Despite the fact that there are hundreds of distributions of Linux, choosing the best one for your needs depends largely on what your particular use case is. For instance, if you are deploying a server, you may want to consider using CentOS.
This is a server distribution that is highly optimized for running enterprise applications. It is also known to be very stable, which is one of the reasons why many administrators choose it. You may also want to consider Ubuntu. It is the most popular server distribution. You can also try out SuSe, Debian, and Alma Linux. Each of these Linux distributions has a variety of useful features and is a good choice for a variety of use cases.
CentOS is one of the most popular distributions and is very popular among administrators.
It is a forked version of Debian. It has a large community and many tutorials and articles to help administrators learn about the operating system. Despite being popular, CentOS has recently switched directions and is no longer a pure drop-in replacement for Red Hat Enterprise Linux.
CentOS has also recently released version 9 of its distribution, which is also based on Debian. This release brings several changes to the Linux operating system, including support for live kernel patching, improved podman engine, SELinux policy changes, improved subsystem metrics, and enhanced performance metrics page.
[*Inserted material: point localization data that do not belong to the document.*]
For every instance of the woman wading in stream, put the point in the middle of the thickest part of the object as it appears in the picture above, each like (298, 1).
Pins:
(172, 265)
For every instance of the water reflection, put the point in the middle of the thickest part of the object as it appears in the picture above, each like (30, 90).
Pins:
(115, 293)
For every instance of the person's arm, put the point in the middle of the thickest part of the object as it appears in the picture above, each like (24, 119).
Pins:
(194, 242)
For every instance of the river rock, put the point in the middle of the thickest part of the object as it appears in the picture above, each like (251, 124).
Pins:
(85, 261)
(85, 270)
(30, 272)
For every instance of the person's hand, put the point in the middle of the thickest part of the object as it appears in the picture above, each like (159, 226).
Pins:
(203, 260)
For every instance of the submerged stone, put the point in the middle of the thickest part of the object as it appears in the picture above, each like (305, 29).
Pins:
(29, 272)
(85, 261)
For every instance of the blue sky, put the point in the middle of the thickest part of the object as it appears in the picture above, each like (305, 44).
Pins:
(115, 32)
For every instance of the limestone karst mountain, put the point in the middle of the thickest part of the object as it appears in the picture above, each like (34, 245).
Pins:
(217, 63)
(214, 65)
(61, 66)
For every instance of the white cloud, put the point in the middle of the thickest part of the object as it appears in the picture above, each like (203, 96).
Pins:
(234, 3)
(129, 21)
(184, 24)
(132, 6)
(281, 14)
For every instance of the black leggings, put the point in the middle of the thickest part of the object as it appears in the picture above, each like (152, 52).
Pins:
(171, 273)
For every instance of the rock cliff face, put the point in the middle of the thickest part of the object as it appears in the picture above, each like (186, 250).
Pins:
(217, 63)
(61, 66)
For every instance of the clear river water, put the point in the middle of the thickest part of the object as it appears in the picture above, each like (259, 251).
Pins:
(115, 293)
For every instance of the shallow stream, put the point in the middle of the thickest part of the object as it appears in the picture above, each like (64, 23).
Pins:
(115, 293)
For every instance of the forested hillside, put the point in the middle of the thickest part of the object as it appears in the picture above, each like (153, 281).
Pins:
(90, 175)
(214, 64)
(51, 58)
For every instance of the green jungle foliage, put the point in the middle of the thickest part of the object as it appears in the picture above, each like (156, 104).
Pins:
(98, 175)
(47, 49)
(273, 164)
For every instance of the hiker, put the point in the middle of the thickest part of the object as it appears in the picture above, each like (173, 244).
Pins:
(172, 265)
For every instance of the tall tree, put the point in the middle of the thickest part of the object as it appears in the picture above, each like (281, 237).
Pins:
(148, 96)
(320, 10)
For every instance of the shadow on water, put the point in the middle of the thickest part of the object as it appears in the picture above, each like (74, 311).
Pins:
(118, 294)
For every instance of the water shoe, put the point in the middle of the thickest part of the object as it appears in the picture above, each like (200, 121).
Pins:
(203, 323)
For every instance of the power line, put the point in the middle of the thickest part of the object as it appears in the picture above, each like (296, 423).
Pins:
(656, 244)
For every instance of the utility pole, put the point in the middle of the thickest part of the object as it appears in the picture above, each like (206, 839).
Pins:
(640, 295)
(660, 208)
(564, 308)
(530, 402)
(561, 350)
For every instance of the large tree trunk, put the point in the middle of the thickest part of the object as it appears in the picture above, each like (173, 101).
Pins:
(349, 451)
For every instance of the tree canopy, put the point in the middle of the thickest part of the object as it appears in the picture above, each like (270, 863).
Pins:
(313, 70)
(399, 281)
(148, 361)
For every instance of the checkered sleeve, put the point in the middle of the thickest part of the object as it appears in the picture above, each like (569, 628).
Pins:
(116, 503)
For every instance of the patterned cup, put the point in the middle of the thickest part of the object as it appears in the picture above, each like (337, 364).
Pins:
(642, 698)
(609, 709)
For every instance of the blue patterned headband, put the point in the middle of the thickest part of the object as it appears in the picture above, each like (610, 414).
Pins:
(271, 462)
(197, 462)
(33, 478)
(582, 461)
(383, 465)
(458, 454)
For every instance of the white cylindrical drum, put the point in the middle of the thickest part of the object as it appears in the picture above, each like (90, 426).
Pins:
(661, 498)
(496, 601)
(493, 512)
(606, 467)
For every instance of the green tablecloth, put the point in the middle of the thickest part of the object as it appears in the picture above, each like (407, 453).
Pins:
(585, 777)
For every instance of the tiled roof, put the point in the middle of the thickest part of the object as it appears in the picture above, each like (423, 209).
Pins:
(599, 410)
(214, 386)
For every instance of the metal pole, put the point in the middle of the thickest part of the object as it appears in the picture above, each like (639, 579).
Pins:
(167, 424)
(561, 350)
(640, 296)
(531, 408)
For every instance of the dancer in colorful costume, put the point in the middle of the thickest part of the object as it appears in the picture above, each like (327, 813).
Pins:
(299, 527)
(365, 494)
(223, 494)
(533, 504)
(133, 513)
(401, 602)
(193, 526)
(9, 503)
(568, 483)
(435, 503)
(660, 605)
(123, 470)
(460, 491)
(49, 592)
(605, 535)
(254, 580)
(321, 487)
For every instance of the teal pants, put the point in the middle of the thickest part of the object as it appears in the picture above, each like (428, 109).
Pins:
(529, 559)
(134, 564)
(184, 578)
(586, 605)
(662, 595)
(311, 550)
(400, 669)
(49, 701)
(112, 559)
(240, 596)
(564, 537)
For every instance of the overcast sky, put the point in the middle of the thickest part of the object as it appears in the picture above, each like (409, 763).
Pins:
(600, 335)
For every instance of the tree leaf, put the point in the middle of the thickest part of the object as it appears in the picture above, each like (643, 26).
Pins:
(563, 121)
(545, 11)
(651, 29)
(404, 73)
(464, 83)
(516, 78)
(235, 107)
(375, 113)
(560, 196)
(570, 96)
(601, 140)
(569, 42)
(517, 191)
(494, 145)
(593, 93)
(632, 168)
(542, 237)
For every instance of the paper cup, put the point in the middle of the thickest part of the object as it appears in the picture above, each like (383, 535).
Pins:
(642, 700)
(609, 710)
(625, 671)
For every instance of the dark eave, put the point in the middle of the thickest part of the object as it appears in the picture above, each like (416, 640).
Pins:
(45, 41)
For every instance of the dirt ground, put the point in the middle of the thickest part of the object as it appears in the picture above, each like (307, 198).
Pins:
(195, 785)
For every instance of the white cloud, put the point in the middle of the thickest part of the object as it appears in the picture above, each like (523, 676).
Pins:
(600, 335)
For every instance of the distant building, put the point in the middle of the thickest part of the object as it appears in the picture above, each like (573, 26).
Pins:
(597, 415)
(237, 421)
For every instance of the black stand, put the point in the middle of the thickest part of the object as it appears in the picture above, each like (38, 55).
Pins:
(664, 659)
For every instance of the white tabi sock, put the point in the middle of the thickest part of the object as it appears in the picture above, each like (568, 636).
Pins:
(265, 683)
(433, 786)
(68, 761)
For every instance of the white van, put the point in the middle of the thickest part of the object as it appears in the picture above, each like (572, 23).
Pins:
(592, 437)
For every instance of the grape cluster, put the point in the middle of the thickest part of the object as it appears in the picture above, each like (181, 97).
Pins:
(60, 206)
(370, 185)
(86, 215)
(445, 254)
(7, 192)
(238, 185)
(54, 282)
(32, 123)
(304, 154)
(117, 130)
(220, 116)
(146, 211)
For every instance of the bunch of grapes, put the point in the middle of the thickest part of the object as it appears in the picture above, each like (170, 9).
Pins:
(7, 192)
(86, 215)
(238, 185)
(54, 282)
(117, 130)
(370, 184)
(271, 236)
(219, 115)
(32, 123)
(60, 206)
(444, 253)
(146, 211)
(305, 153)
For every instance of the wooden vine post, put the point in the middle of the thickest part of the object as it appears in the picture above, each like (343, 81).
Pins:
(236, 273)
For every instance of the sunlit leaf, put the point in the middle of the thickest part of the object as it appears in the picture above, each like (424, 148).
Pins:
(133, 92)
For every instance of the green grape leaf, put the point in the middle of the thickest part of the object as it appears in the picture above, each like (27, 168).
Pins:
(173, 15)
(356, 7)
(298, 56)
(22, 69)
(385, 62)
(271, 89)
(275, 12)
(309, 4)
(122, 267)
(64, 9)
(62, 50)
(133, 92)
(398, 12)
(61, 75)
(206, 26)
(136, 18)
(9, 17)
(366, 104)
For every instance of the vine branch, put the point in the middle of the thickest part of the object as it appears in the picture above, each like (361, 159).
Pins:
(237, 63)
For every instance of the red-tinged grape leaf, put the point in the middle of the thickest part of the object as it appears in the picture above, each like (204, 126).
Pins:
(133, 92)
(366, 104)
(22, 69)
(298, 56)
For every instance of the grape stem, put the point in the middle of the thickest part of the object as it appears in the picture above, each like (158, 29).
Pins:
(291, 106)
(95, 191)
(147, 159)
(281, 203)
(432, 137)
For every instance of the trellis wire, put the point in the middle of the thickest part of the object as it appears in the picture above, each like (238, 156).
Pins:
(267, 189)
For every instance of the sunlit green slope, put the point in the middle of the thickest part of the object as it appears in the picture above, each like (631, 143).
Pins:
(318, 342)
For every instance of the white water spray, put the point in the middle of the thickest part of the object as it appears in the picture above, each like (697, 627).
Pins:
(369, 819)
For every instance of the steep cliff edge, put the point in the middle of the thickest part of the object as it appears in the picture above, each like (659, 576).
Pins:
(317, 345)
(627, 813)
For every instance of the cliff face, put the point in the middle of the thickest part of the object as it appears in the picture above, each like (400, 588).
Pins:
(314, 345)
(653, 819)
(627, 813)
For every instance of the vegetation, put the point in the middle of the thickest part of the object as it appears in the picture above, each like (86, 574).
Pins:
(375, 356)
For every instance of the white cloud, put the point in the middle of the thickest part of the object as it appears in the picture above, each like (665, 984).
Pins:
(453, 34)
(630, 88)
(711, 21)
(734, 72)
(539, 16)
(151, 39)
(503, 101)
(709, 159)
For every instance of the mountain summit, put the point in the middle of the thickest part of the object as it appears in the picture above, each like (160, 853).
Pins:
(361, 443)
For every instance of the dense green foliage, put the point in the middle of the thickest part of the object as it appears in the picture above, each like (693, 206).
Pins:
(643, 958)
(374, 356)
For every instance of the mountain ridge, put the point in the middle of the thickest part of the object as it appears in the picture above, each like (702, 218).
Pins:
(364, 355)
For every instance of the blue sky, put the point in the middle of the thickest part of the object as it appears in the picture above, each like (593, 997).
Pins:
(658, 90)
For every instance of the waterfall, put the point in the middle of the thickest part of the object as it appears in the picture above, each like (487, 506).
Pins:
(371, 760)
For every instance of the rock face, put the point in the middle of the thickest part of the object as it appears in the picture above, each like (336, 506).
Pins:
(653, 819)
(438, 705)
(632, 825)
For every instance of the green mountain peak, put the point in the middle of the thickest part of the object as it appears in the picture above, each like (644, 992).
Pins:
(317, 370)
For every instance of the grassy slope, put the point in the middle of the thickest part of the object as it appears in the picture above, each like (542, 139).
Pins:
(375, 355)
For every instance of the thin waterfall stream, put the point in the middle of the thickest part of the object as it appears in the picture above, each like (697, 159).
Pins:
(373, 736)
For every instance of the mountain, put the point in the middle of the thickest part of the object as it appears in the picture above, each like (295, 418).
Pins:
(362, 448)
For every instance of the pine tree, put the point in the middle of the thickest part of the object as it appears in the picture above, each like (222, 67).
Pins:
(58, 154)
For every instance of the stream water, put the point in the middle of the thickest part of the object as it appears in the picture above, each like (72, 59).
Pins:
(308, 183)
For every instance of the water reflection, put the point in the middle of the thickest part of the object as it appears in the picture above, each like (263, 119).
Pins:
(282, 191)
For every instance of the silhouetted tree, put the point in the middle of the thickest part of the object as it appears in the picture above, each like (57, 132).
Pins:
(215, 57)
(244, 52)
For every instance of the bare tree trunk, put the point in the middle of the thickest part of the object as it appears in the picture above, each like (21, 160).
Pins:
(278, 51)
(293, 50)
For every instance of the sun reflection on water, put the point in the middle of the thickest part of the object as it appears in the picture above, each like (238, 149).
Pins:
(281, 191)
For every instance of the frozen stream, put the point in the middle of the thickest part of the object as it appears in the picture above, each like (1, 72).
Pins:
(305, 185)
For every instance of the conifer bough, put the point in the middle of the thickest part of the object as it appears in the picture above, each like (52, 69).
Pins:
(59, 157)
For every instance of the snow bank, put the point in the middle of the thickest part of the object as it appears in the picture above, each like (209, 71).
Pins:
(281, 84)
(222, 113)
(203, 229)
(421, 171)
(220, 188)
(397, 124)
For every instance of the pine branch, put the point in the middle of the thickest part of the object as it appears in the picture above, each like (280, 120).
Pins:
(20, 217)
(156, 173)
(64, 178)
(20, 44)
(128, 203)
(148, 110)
There is also a Cockpit web console for monitoring the health of your physical or virtual Linux server. You can also use the Cockpit to get an idea of what resource spikes may be causing issues.
RHEL 9 provides support for SELinux, an advanced security policy that leverages the full kernel and allows you to run your system as a container built from Red Hat Universal Base Images. You can also use live kernel patching without disrupting your production environment. You can also enable an Information Barrier feature, which will prevent users from sharing sensitive data unless you explicitly allow them to do so.
OpenSSL 3.0.1 also offers improved support for HTTPS, a new versioning scheme, and improved cryptographic policies.
It is also useful for hosting web applications. You can programmatically invoke providers based on application requirements. You can also enable container short-name validation, which is another feature that will make your life easier.
You can also test containerized applications on an out-of-box RHEL 9 configuration. You can also use the JuJu tool to spin up a Kubernetes deployment in a matter of seconds.
The Red Hat Enterprise Linux web console is also improved.
The Cockpit web console is available in both virtual and physical Linux systems and offers a variety of features, such as performance metrics, network statistics, and system metrics. You can also use the Cockpit graphical interface to create custom metrics. In addition, the web console provides an enhanced performance metrics page. The Cockpit also supports live kernel patching, which allows you to apply critical kernel patches without disruptions.
OpenSSL 3.0.1 also brings the “t” to the “m” with a new versioning scheme and a new provider concept. It also adds new security ciphers, improved HTTPS, and new cryptographic policies.